Whilst the applicable law relating to succession matters might be affected both by the "domicile" (a complex legal concept under French Law) of the deceased as well as by the country in which assets are found at the date of death, French Law will automatically be applicable to real property (houses, land etc) situated on French territory.

It may therefore be appropriate to envisage a separate will covering those assets which are held on French territory and it would be advisable to arrange for this will to be lodged with the French National Registry of Last Wills and Testaments in order to avoid difficulty in finding it were the person concerned to be living outside France at the moment of his or her death.

It should also be noted that French Inheritance law is notoriously complicated and despite recent changes remains based on fundamentally different principles from those under common-law systems.

Two areas of French Law worthy of particular note are

- first, the fact that it is not possible to disinherit one's children and that all offspring, from whatever current/previous marriage or relationship, must be treated equally in the succession

- second, France has adopted the system of pre-nuptial settlements (in French 'regimes matrimoniaux' or 'contrats de mariage') which determine the ownership of goods, chattels and real property as between the spouses during the course of, as well as after, the marriage.
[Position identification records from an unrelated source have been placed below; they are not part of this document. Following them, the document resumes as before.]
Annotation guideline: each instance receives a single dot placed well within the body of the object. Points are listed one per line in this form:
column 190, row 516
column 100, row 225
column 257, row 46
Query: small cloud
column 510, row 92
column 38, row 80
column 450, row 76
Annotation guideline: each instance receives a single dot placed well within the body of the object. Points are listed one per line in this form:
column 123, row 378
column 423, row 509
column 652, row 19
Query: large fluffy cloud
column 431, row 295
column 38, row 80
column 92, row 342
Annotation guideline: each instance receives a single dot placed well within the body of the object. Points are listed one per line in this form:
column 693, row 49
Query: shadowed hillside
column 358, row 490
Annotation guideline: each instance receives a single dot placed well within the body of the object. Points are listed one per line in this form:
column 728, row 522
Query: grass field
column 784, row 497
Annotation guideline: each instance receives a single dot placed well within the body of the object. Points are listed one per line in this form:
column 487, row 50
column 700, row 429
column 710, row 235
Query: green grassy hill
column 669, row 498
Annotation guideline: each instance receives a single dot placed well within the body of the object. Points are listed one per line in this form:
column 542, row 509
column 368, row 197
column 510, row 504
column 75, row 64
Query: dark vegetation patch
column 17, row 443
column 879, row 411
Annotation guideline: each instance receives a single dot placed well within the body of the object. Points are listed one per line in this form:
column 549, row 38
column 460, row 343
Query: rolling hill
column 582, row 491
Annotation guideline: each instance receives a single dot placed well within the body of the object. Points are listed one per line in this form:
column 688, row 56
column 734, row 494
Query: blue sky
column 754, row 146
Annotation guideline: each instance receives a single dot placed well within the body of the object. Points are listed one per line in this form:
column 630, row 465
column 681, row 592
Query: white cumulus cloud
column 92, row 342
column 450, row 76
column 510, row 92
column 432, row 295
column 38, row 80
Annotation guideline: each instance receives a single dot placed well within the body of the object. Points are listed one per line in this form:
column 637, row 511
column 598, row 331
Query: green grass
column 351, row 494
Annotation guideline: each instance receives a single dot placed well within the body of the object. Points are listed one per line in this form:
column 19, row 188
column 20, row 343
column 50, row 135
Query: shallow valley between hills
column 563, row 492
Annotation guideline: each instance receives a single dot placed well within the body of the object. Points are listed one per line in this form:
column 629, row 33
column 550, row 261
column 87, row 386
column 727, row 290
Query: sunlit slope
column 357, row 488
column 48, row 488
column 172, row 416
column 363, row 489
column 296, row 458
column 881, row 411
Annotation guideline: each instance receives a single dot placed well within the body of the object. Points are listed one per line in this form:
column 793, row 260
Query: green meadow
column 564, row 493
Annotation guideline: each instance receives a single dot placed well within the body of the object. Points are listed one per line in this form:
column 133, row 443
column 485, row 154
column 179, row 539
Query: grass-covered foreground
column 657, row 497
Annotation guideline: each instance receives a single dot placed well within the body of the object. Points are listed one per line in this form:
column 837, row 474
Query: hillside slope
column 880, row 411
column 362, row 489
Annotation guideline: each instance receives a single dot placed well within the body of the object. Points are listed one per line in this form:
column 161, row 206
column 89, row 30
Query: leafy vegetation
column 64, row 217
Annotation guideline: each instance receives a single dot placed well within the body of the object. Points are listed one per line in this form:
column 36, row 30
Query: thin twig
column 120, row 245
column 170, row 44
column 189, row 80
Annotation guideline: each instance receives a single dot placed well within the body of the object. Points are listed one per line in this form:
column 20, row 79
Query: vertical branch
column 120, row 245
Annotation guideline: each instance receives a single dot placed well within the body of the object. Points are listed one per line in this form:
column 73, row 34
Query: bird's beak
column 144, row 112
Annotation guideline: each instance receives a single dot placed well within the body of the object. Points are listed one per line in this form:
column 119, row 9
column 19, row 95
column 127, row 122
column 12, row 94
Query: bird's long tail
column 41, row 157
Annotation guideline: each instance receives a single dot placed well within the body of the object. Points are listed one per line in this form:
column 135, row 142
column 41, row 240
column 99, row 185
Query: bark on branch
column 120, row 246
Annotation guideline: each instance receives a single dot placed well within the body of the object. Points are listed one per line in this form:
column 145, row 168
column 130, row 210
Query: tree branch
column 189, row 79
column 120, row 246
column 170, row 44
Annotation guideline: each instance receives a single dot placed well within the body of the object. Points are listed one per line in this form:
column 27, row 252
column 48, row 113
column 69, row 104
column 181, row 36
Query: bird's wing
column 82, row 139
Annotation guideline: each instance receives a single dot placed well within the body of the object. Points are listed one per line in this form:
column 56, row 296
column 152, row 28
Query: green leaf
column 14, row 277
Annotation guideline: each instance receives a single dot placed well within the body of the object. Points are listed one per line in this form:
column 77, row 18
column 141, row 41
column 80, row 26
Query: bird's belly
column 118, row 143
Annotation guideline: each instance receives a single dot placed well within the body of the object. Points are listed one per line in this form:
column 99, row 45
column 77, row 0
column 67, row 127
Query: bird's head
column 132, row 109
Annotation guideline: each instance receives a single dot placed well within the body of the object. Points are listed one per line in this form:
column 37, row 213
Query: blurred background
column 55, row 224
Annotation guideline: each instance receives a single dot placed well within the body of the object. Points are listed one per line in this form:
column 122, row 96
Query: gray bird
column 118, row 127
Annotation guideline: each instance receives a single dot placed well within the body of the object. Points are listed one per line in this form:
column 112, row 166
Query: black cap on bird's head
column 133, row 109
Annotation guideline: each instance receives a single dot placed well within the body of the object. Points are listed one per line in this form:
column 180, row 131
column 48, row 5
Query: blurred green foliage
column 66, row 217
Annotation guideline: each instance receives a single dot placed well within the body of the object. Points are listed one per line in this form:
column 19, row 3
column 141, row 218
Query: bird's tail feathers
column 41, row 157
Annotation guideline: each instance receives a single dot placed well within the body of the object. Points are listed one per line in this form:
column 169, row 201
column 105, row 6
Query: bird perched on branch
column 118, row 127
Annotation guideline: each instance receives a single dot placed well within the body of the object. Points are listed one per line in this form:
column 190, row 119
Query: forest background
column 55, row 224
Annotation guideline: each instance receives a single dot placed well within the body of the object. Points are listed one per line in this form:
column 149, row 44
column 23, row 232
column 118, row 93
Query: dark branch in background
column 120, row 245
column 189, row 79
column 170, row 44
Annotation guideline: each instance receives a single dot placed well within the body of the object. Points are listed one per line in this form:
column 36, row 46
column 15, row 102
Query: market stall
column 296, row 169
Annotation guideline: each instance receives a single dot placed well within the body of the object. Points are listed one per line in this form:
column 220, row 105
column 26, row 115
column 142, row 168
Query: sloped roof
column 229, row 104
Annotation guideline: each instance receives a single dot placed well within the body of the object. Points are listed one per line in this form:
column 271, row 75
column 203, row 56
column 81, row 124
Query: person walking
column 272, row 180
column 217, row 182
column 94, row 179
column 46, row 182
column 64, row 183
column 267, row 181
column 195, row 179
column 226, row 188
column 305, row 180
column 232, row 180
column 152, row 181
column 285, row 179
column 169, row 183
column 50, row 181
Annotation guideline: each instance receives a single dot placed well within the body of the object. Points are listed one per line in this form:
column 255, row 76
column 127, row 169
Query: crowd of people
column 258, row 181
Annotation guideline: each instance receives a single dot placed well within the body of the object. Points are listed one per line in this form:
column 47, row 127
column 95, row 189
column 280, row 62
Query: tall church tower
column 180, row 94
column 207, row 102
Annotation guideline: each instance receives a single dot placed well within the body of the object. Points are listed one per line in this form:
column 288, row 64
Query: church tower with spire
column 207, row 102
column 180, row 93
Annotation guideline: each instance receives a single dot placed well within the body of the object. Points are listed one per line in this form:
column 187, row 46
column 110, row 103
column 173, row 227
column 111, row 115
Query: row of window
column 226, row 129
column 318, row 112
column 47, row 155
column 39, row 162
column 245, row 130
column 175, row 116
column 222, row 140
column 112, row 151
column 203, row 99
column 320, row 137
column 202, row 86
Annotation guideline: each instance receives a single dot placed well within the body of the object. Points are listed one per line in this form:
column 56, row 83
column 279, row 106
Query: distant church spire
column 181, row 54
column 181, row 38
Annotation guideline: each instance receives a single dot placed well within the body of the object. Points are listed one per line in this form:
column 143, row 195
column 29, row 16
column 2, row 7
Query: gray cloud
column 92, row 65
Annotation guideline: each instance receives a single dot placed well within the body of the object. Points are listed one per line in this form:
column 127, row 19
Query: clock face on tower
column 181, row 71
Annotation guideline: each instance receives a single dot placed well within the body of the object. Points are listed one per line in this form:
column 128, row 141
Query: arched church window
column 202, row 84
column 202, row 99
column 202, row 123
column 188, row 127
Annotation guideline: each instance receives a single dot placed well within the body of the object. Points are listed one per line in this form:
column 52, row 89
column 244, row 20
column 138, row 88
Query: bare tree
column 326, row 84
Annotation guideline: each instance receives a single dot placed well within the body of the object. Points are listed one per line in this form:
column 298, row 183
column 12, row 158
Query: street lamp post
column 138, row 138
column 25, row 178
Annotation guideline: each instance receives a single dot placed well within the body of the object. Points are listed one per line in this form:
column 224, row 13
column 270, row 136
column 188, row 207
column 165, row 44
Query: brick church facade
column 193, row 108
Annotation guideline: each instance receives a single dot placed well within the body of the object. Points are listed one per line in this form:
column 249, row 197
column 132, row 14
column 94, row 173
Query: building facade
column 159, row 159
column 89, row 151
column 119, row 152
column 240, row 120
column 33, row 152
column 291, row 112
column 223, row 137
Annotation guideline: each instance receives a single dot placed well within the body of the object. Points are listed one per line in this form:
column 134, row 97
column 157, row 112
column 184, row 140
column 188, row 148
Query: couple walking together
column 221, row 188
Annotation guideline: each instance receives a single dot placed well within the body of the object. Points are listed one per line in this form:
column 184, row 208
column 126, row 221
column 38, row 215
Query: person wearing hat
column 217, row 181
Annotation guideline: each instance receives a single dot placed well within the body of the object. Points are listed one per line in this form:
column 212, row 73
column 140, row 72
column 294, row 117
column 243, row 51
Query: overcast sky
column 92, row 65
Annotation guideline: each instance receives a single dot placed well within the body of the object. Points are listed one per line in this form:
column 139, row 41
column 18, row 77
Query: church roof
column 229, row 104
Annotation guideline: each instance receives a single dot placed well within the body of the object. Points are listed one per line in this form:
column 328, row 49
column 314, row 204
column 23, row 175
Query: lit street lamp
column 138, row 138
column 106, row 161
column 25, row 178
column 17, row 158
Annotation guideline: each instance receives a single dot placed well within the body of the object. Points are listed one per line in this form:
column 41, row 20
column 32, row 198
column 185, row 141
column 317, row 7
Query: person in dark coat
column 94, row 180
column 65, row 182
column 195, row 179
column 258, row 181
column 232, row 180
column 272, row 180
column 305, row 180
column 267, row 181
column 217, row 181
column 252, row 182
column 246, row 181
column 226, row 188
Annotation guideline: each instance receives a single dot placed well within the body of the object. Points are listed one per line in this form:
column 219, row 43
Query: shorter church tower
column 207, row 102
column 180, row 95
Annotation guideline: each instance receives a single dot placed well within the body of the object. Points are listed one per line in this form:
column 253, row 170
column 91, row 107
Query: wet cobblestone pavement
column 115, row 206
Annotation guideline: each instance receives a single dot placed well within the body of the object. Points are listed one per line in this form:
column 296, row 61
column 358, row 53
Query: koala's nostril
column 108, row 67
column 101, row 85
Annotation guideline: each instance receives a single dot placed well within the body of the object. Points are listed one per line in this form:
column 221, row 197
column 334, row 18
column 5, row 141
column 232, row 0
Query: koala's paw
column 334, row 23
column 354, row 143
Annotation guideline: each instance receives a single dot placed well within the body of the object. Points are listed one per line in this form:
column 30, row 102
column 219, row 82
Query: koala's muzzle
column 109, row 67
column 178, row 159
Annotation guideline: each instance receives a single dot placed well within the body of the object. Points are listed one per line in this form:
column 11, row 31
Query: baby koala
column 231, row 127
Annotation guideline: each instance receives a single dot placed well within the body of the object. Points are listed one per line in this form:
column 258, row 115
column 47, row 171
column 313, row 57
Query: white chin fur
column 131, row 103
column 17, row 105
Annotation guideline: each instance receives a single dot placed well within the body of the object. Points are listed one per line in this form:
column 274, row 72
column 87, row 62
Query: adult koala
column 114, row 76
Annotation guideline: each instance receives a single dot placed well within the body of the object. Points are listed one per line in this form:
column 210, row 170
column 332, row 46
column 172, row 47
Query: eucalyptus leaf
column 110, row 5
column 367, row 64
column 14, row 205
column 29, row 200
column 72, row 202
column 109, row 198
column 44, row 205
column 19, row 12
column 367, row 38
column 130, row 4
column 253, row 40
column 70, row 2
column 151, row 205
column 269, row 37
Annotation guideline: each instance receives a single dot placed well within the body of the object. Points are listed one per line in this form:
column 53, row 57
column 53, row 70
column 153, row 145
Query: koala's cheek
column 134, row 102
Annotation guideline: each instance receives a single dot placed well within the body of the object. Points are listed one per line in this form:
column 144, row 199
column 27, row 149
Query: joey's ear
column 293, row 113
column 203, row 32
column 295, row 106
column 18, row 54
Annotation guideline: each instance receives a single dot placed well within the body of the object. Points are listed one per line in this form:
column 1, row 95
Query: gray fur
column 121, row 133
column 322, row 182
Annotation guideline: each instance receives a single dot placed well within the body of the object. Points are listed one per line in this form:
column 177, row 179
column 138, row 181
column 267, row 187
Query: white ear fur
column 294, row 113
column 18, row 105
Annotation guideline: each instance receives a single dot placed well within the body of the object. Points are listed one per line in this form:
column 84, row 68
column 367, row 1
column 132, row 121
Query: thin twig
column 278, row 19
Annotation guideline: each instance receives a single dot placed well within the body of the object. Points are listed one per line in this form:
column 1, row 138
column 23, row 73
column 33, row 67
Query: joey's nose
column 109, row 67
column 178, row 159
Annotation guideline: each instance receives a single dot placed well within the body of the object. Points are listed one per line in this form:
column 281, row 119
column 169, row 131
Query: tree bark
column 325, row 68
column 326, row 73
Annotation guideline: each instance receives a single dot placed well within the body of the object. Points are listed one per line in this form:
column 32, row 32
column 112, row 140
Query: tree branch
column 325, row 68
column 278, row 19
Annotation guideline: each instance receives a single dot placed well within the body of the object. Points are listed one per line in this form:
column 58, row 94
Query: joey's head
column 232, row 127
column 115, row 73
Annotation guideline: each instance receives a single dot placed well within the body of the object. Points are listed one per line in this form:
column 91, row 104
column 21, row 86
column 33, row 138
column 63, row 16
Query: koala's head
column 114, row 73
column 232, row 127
Inter-vivos gifts and tax issues should also be carefully considered when dealing with the Estate planning of one's French assets and specialist advice should be sought in these respects.

EU Legislation

Recently adopted EU legislation should make it easier to bypass the rules outlined above.

The basic principle is that an EU national living in another member state will be able to choose which of the two countries’ legislation determines the distribution of their estate, by stating this clearly in a will. For example, for British nationals resident in France they will be able to stipulate that they wish to use English or Scottish Law rather than French Law, thereby circumventing France’s strict rules regarding “reserved heirship”.

However, it is our understanding that, in order for the French Government to ratify this new regulation, the constitution would have to be changed, since the automatic right of children to inherit is an element of “public order”. Also, it is expected that France will seek to apply the regulation as restrictively as possible.

In any case, the regulation will not come into force until three years after it has been adopted by the European Council (ie 2015).

The regulation applies only to rules on who can inherit, but does not cover taxation. This means that should you decide to leave assets to, for example, step-children, French inheritance tax would still be levied at 60%. Therefore, whilst this is good news on the face of it, it is not necessarily a panacea and appropriate advice and planning will still be vital.

Also, the regulations will not be directly applicable in the UK, as a result of its right to opt out.